O telefone tocou na redação e ela atendeu de pronto. Mesmo em tempos de crise, a longa experiência de repórter permitia alguma distância mesmo para as notícias mais aterradoras. Sua dedicação profissional frequentemente lhe rendia as habituais alcunhas machistas de sempre. Era talentosa, corajosa e determinada como poucos colegas, mas vivia num mundo de homens vaidosos, reconhecidos como intrépidos investigadores, enquanto a ela sempre calhava a fama de enxerida e valentona.
Do outro lado da linha, ele apenas a cumprimentou carinhoso. O silêncio que guardou, sem saber exato o que dizer, logo despertou nela um nó pesado na garganta. Ela sabia da crise e tentou distrair-se com o trabalho até ter que enfrentar este momento, inevitavelmente.

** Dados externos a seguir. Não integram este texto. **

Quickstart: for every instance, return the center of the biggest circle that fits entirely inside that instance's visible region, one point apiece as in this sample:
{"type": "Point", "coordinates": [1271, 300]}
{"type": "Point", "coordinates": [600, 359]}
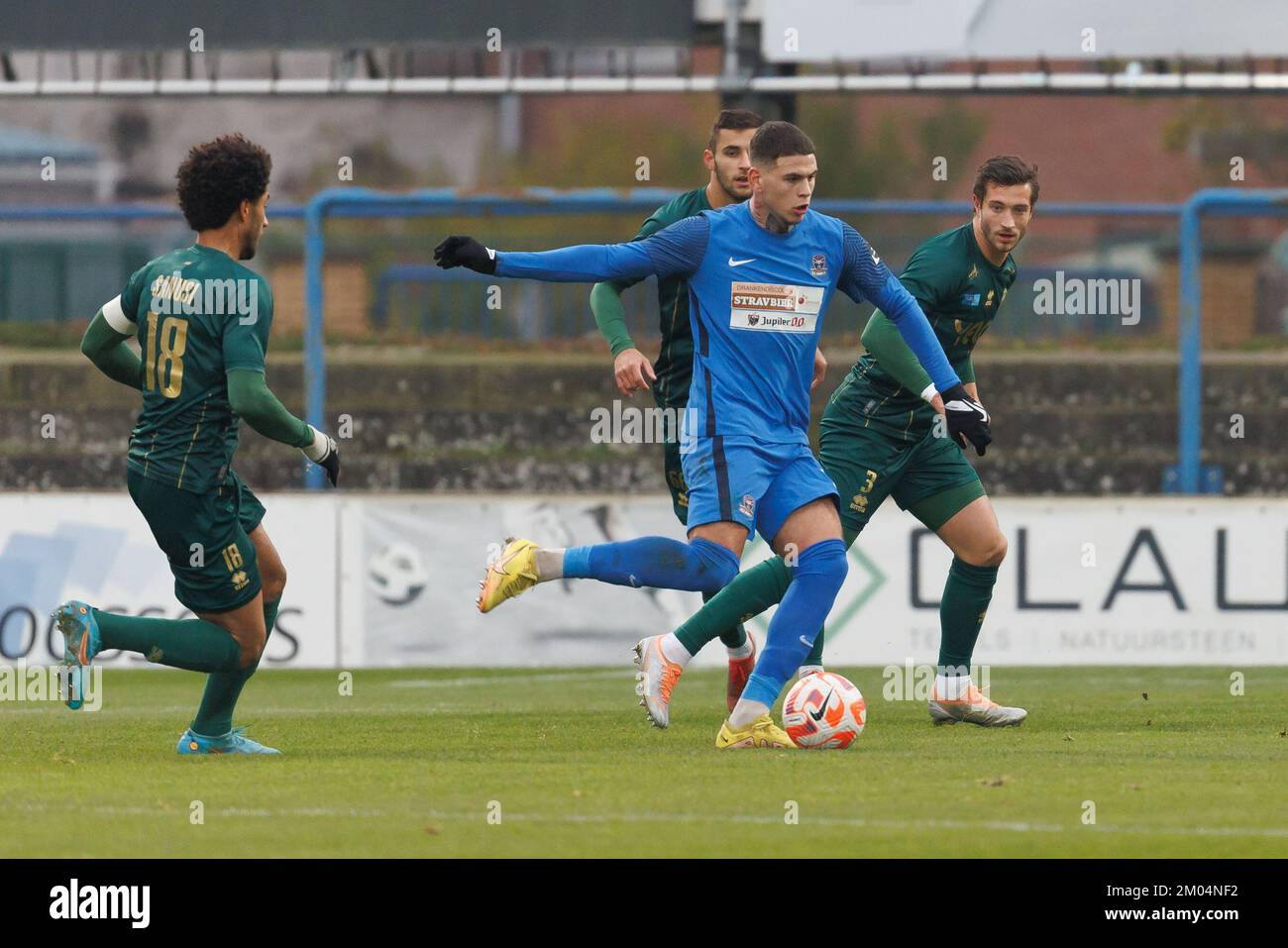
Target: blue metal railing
{"type": "Point", "coordinates": [1189, 434]}
{"type": "Point", "coordinates": [357, 202]}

Invariavelmente, as notícias davam conta dos feitos e sacrifícios dele. Nenhum tablóide interessava-se pela maneira como ela o apoiava, apesar de todo medo e toda dor. Ninguém dava conta de que ele mesmo não podia, para mais ninguém no planeta, deixar transparecer suas fragilidades. Para o resto do mundo, ela nem mesmo existia. Embora impetuosa, mascarava-se como a petulante esposa de um repórter pouco expressivo.

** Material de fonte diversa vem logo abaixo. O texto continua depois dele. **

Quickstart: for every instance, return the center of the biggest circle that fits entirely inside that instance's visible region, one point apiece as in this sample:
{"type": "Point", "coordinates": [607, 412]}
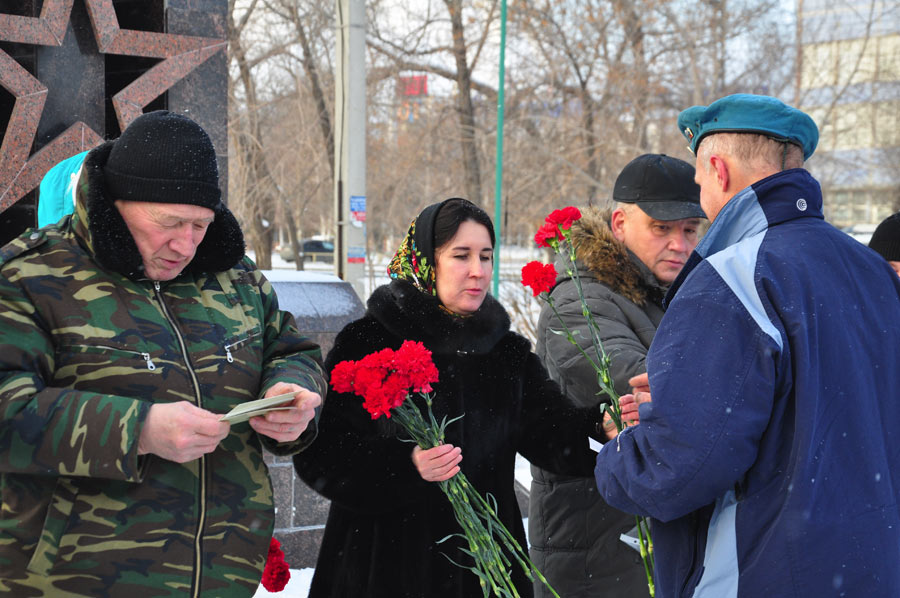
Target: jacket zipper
{"type": "Point", "coordinates": [201, 522]}
{"type": "Point", "coordinates": [238, 344]}
{"type": "Point", "coordinates": [145, 356]}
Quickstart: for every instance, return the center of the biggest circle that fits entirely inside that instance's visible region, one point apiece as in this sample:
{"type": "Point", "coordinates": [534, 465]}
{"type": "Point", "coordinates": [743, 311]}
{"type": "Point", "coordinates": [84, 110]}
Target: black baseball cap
{"type": "Point", "coordinates": [662, 186]}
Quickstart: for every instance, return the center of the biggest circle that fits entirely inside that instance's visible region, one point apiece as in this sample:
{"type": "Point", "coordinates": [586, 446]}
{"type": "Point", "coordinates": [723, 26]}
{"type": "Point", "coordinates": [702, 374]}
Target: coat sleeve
{"type": "Point", "coordinates": [713, 378]}
{"type": "Point", "coordinates": [554, 431]}
{"type": "Point", "coordinates": [353, 452]}
{"type": "Point", "coordinates": [47, 430]}
{"type": "Point", "coordinates": [290, 357]}
{"type": "Point", "coordinates": [626, 351]}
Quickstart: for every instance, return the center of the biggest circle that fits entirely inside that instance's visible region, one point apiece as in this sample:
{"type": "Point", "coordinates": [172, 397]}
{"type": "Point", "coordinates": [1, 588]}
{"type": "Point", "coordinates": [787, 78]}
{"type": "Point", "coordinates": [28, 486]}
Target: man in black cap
{"type": "Point", "coordinates": [127, 330]}
{"type": "Point", "coordinates": [886, 241]}
{"type": "Point", "coordinates": [626, 261]}
{"type": "Point", "coordinates": [769, 457]}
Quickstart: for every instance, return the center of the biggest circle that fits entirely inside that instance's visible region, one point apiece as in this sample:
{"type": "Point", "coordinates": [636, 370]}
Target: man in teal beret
{"type": "Point", "coordinates": [769, 457]}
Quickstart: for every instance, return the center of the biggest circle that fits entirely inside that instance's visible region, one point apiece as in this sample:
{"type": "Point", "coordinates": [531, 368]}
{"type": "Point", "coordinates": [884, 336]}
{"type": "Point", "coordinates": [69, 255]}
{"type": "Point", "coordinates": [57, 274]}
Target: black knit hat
{"type": "Point", "coordinates": [161, 157]}
{"type": "Point", "coordinates": [164, 157]}
{"type": "Point", "coordinates": [886, 238]}
{"type": "Point", "coordinates": [662, 186]}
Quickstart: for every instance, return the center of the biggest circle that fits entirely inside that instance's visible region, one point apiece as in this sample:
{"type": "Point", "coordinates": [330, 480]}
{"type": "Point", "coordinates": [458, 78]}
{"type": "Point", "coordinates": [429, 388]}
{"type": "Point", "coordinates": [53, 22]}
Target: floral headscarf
{"type": "Point", "coordinates": [414, 261]}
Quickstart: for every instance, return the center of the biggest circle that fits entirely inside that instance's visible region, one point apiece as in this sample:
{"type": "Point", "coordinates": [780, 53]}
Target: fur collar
{"type": "Point", "coordinates": [106, 236]}
{"type": "Point", "coordinates": [605, 258]}
{"type": "Point", "coordinates": [411, 314]}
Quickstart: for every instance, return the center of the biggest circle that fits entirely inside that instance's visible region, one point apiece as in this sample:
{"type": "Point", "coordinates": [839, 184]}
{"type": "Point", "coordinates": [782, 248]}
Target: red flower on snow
{"type": "Point", "coordinates": [540, 277]}
{"type": "Point", "coordinates": [564, 217]}
{"type": "Point", "coordinates": [547, 234]}
{"type": "Point", "coordinates": [277, 573]}
{"type": "Point", "coordinates": [384, 379]}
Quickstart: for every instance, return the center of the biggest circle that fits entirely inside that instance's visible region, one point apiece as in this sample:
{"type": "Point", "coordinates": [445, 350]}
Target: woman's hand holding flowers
{"type": "Point", "coordinates": [439, 463]}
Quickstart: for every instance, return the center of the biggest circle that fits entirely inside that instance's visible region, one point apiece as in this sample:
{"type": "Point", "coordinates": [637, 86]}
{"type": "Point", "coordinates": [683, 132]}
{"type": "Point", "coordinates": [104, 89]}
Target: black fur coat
{"type": "Point", "coordinates": [385, 521]}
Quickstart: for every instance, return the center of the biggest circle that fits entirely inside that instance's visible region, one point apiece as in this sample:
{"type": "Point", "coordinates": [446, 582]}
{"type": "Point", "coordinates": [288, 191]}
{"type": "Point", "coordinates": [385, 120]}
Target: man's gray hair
{"type": "Point", "coordinates": [751, 150]}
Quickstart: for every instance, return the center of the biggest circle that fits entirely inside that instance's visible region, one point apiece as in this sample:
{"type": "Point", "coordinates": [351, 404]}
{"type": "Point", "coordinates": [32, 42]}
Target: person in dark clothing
{"type": "Point", "coordinates": [886, 241]}
{"type": "Point", "coordinates": [769, 457]}
{"type": "Point", "coordinates": [626, 260]}
{"type": "Point", "coordinates": [387, 517]}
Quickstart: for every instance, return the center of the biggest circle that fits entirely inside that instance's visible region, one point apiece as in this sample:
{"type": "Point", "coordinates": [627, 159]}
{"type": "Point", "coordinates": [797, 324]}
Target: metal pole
{"type": "Point", "coordinates": [350, 149]}
{"type": "Point", "coordinates": [498, 170]}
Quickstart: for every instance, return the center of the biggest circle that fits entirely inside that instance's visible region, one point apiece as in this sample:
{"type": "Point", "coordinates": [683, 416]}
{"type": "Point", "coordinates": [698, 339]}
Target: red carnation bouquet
{"type": "Point", "coordinates": [277, 573]}
{"type": "Point", "coordinates": [386, 380]}
{"type": "Point", "coordinates": [554, 233]}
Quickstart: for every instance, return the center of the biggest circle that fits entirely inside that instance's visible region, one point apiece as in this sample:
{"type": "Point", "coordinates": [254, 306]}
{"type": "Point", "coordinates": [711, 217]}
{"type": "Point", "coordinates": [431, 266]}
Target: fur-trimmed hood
{"type": "Point", "coordinates": [409, 313]}
{"type": "Point", "coordinates": [105, 235]}
{"type": "Point", "coordinates": [605, 258]}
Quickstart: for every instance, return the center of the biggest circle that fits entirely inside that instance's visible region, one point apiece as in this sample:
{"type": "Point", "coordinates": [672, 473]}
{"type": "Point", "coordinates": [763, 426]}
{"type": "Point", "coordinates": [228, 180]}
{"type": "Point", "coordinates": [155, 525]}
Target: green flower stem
{"type": "Point", "coordinates": [491, 546]}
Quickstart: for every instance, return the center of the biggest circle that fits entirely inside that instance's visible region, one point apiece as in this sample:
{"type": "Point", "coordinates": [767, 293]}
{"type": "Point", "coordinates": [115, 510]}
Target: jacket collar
{"type": "Point", "coordinates": [782, 197]}
{"type": "Point", "coordinates": [603, 257]}
{"type": "Point", "coordinates": [408, 313]}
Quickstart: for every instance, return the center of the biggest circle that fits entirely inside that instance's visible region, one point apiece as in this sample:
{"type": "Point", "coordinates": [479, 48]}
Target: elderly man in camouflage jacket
{"type": "Point", "coordinates": [125, 332]}
{"type": "Point", "coordinates": [627, 258]}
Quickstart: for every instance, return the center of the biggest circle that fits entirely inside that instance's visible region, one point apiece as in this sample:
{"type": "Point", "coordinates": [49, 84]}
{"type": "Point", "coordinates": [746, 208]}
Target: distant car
{"type": "Point", "coordinates": [312, 250]}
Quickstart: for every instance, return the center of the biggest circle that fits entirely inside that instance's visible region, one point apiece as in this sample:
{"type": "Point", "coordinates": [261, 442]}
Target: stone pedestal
{"type": "Point", "coordinates": [322, 306]}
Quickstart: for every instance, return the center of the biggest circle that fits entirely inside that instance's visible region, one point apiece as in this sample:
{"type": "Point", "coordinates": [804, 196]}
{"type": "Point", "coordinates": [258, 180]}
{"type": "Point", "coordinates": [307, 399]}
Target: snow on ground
{"type": "Point", "coordinates": [298, 586]}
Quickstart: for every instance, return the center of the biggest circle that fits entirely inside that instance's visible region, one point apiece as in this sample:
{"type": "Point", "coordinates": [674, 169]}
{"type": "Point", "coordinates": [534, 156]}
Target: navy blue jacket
{"type": "Point", "coordinates": [770, 455]}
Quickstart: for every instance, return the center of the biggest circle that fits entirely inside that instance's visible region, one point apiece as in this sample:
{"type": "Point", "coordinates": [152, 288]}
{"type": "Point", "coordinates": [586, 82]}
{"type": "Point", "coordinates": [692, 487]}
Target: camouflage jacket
{"type": "Point", "coordinates": [84, 353]}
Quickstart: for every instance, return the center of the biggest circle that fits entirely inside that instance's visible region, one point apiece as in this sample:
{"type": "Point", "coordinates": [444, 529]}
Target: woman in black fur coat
{"type": "Point", "coordinates": [387, 515]}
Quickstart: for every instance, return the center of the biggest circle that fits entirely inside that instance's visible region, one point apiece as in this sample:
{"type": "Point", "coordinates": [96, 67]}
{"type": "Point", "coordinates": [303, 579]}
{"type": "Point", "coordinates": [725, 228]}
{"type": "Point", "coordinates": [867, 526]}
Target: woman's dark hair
{"type": "Point", "coordinates": [452, 214]}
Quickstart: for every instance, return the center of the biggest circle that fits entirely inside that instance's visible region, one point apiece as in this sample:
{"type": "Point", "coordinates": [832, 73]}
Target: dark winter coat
{"type": "Point", "coordinates": [574, 534]}
{"type": "Point", "coordinates": [85, 351]}
{"type": "Point", "coordinates": [769, 457]}
{"type": "Point", "coordinates": [385, 521]}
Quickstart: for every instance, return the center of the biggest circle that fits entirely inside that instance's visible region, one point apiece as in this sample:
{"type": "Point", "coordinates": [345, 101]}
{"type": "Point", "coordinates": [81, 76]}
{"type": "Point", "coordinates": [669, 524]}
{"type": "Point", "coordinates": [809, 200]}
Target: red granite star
{"type": "Point", "coordinates": [181, 54]}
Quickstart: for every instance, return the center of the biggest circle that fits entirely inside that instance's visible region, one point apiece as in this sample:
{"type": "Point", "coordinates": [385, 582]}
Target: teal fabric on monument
{"type": "Point", "coordinates": [56, 195]}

Respiraram pelo telefone com saudade. Ela sabia, como ninguém poderia imaginar, das coisas que ocupavam a cabeça do homem mais poderoso do mundo naquele momento. Ela tentou diverti-lo, algo nervosa, perguntando se ele ouvia a mesma música de sempre. Ele riu, puxando do nariz. Ela apertou os olhos, ouvindo a canção na cabeça. Exortou que ele trocasse a faixa e perguntou se havia tempo para almoçarem. Desligaram.
O encontro seria curto. Ela rangeu a garganta e procurou preparar-se, de modo a parecer forte para ele. Ela expirou pesado, deu ordens de que atendessem suas ligações e caminhou apressada para as escadas, como se saísse no encalço de outra história, as pernas pesadas como chumbo. Ela sentia que afogava, mais uma vez.
Alcançou o terraço e abriu a porta com um sorriso tímido, modelado a esconder o choro. Ele parecia refeito e resignado, concentrado naquilo que tinha que fazer. Abraçou-a com carinho e leveza. Arrependia-se sempre de exigir tanto dela, antes da partida, e tentava tranquilizá-la, sugerindo que não havia de ser nada de diferente das outras vezes.
Mas ele já tinha morrido. Já tinha desaparecido por meses. Toda vez, ela tentava manter-se forte para ter que enfrentar um novo luto. Toda vez que ele riscava o céu como um deus, ninguém dava-se conta de que era nela que ele primeiro se apoiava. E era ela que ele primeiro deixava.